Devlin remained for a moment in the shadows away from the light, watching the woman, studying the intense set of her face as she rapidly consumed line after line of the page before her. Her eyes, he noted, were narrowed, her lips tighter than they should have been, almost as if she were searching for some concealed thing that she would not find; as if she were trying to strip the book she held of some secret.
Moving quietly, Devlin let himself enter the light and stood next to the sliding screen.
“Miss Jordan,” he said. She sat up at once, half closing the book; her eyes widened at the sudden, unexpected sound of a voice.
“Who is it? Who’s there?”
“Devlin.”
She rose and walked in long strides over to the door, the ankle-length housecoat slapping at her legs with each step.

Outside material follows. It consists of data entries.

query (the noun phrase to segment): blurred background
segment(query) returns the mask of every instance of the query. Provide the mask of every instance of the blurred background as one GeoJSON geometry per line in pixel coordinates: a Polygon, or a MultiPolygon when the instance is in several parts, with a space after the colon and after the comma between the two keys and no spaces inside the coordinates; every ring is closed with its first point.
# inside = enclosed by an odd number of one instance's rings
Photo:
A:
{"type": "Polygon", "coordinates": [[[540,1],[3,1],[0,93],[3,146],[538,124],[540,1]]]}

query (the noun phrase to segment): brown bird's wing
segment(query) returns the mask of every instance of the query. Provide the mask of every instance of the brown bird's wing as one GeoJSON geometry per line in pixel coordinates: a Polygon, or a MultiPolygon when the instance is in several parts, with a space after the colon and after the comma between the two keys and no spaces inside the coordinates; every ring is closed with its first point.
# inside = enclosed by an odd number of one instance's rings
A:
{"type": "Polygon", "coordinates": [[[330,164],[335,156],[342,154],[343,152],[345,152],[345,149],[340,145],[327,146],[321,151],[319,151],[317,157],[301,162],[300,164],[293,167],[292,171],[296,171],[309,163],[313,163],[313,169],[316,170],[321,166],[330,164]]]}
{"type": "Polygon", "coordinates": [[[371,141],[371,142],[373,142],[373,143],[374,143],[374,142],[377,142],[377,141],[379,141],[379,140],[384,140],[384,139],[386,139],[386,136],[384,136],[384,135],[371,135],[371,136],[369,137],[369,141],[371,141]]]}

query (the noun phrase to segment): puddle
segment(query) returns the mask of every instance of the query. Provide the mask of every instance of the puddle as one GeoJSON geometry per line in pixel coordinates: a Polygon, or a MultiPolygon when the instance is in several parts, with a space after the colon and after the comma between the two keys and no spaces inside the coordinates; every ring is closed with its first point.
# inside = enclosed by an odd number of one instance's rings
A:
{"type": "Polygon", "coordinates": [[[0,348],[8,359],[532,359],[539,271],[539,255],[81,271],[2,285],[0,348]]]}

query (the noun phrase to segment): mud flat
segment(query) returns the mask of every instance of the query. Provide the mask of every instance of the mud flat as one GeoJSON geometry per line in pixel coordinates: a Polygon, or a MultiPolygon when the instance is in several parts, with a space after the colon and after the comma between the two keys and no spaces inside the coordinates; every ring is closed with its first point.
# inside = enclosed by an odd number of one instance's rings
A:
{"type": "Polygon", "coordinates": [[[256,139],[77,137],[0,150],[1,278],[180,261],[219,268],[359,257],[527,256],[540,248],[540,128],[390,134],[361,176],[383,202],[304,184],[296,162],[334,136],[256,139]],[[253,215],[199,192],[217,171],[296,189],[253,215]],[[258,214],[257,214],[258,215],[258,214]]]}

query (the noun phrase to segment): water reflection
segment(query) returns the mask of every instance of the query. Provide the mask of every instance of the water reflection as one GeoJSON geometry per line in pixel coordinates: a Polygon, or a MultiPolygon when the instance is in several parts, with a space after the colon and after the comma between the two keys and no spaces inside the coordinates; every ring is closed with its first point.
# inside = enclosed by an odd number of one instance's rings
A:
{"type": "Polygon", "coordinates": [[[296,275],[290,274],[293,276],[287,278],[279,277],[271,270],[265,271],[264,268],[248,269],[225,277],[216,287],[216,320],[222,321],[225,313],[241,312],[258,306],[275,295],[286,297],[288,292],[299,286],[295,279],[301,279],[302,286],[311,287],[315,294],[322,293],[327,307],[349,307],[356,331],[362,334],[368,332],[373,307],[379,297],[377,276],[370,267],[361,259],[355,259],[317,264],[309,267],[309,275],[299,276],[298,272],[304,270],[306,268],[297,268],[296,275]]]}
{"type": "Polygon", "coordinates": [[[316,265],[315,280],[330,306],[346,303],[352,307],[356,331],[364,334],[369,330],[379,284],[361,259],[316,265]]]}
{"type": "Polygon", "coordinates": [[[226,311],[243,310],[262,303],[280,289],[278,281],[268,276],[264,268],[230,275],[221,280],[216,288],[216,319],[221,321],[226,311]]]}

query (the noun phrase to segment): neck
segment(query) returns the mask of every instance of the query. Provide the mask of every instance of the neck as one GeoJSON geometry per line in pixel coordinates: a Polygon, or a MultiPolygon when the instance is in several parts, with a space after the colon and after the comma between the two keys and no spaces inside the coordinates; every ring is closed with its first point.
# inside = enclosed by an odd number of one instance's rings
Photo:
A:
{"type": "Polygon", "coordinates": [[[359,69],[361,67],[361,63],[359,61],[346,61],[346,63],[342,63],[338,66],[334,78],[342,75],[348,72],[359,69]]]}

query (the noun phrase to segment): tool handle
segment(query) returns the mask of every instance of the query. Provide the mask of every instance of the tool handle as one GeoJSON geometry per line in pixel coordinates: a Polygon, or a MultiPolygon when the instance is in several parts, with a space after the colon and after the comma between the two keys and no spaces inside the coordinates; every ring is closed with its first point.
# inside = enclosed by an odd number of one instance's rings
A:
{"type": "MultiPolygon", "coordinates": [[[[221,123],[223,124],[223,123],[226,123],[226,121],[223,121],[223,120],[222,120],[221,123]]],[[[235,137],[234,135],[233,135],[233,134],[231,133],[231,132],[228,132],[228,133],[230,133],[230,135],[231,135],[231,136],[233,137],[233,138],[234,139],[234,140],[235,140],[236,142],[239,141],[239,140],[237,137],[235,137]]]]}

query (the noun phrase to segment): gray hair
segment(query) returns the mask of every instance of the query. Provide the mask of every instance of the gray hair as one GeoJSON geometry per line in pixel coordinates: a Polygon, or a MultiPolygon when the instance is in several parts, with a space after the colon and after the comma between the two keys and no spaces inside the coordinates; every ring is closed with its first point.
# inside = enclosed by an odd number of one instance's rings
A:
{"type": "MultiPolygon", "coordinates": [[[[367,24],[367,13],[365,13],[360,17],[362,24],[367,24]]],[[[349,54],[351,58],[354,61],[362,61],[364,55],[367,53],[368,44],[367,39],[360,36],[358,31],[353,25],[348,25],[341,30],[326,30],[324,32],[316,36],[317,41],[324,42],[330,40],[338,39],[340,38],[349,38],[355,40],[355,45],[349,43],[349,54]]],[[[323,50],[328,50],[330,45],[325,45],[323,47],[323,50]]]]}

At the door, she stopped and peered out hesitantly.
“I didn’t mean to startle you,” Devlin said.
“You didn’t,” she lied, boldly and coolly. She made no move to unlock the door, but merely stood, looking at him through the screen, making an obviously controlled effort to keep her eyes riveted to his.
“You’re not going to make yourself go through that again, are you?” Devlin said with quiet frankness.
“Go through what again?” she challenged.
“Staring at me until I force you to look away.”
Jennifer Jordan parted her lips to speak, then thought better of it and closed them again.
“No,” she finally said, after a long pause, “no, I’m not.” She reached out and unlocked the door, then turned immediately and walked back to the couch.
Devlin slid open the door just enough to step inside, and closed and locked it behind him. He followed her back to the couch where she had sat down and was looking up at him reservedly.
“I need something to cut the taste of brandy out of my mouth,” he said easily. “You don’t happen to keep any Irish whiskey in the house, do you?”
“Why don’t you see for yourself, Mr. Devlin,” she said icily. “The bar is right across the hall, the room you were in the other night.”
He nodded and walked over to the inside door, aware of but unmoved by her cold tone. “Anything for you?” he asked, almost as an afterthought.
“Nothing, thank you.”
When he returned a few moments later she was sitting in the same place, the same position, but he knew she had moved at least briefly because the book she had been holding was now on a table at the end of the couch.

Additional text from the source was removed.